Improvements to Data Management
Another key feature of S3 Navigator 2.0 is its transformative approach to data management. First, the back office has been redesigned, making it much easier to handle the configuration-heavy tasks of building an operator’s network.
Navigator 2.0 is divided into a data management layer and a navigation engine. Sqills has designed the data management layer to simplify export and transfer between environments. Conversely, a single S3 Navigator 2.0 engine can be powered by data from multiple sources, such as combining several operators. This flexibility allows operators to safely prepare significant changes for testing in an acceptance environment while ongoing production data maintenance remains uninterrupted. Following successful testing, updates to the production environment can be completed in just a few clicks.
Lastly, separate departments within a train operator typically handle timetable planning, while others focus on maintaining and releasing the fare structure. Until the introduction of Navigator 2.0, changes made to the timetable would immediately publish ongoing changes made in S3 Fare as well.
By introducing a fine-grained, resource-policy based changeset model that is loosely based on the PR, approve and merge flow in Git - operators can not only separate the work in S3 Fare from the work in Navigator 2.0. More importantly, it enables fine-grained control over what is released within Navigator 2.0. The merge process verifies there are no conflicts and halts the publication of data to production environments if an anomaly is detected.

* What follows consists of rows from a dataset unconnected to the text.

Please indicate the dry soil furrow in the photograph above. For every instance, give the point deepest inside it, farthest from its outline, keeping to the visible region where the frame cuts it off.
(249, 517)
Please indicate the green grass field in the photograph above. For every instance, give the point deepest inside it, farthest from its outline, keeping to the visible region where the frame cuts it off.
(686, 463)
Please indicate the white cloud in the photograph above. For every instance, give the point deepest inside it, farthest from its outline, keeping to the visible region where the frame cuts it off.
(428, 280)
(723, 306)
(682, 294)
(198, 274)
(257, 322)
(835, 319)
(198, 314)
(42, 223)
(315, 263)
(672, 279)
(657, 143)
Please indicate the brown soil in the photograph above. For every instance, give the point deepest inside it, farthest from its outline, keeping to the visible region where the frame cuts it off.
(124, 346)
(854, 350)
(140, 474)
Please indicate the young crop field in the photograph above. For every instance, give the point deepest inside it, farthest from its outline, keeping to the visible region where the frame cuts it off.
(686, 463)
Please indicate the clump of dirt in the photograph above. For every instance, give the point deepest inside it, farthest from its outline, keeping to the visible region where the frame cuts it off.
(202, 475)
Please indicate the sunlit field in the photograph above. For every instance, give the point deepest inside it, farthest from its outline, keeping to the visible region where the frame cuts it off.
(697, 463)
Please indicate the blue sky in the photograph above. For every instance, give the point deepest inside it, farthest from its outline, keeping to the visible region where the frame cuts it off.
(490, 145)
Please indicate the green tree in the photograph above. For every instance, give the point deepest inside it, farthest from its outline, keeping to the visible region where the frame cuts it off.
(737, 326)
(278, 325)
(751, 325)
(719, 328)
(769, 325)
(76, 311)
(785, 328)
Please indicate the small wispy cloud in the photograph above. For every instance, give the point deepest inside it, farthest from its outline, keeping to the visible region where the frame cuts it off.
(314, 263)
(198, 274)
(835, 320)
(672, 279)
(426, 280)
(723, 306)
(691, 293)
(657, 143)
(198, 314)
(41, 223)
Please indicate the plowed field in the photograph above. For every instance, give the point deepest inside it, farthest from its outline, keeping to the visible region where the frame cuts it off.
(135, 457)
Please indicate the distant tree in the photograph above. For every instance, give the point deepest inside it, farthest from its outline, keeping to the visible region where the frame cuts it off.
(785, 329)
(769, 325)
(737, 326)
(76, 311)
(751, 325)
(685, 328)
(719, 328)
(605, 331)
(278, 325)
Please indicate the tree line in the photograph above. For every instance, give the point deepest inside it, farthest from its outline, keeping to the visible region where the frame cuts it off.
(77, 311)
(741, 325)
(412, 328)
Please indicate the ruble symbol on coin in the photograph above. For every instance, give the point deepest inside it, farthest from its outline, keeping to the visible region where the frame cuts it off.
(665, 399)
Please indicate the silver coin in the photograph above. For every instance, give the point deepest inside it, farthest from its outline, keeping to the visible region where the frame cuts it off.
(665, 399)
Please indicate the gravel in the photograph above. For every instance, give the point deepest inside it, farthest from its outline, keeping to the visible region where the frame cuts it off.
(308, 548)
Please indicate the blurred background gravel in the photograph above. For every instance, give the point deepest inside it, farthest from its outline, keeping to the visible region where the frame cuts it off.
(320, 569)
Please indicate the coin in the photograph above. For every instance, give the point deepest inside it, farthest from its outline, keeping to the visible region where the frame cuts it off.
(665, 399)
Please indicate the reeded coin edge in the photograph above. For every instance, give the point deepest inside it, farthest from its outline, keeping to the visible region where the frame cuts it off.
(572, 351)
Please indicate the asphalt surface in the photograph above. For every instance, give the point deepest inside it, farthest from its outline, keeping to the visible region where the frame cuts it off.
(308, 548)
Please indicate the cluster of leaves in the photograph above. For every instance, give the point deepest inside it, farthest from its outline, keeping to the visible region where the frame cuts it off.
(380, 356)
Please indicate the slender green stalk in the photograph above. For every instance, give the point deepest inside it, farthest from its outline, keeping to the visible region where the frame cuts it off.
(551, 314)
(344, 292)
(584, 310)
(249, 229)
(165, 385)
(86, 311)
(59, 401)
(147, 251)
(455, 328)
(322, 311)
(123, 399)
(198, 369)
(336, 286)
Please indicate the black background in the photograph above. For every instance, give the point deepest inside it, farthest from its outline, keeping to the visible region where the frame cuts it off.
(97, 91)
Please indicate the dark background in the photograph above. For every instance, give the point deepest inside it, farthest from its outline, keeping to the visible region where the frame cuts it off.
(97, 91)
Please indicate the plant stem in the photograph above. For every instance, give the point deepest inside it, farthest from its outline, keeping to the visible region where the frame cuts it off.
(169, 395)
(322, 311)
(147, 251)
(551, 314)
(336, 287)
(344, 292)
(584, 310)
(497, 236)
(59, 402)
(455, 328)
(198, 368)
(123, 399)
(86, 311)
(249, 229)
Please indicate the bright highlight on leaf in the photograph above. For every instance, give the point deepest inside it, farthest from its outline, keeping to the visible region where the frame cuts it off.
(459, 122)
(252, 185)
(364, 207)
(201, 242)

Integrating External Data with S3P GUI and API
With the increasing significance of interconnected transport services, and the European Commission’s promotion of the Open Sales and Distribution Model (OSDM), the ‘timetables’ S3 Passenger relies on for seat reservations, inventory management, dynamic pricing, and ticket sales functions are no longer standalone. Concepts such as code-sharing, multi-inventory, and integrated third-party services for first- and last-mile transport have made the inclusion of external timetables in formats like GTFS within S3 Passenger increasingly important.
Sqills now provides a flexible solution, allowing operators to import various external timetables from different sources and seamlessly blend them with their native services managed via the S3 Passenger GUI or APIs. Data management in this context can be complex: some data may come from external sources, needing automated nightly imports, while other data changes support upcoming seasonal services, and yet other, minor updates reflect ongoing adjustments to daily schedules. Navigator 2.0 makes it possible to manage all these data streams smoothly.
Navigator 2.0 can help you move passengers forward
With the introduction of the new connection scan algorithm, extensive data management improvements, and the ability to integrate external data with native S3 Passenger timetables, S3 Navigator 2.0 is primed to serve as the core engine for operators around the world.
S3 Navigator 2.0 is designed to support integration with other journey planning systems if customers find this approach more viable. Additionally, we anticipate expanding the scope of supported import and export connections beyond GTFS and SSIM.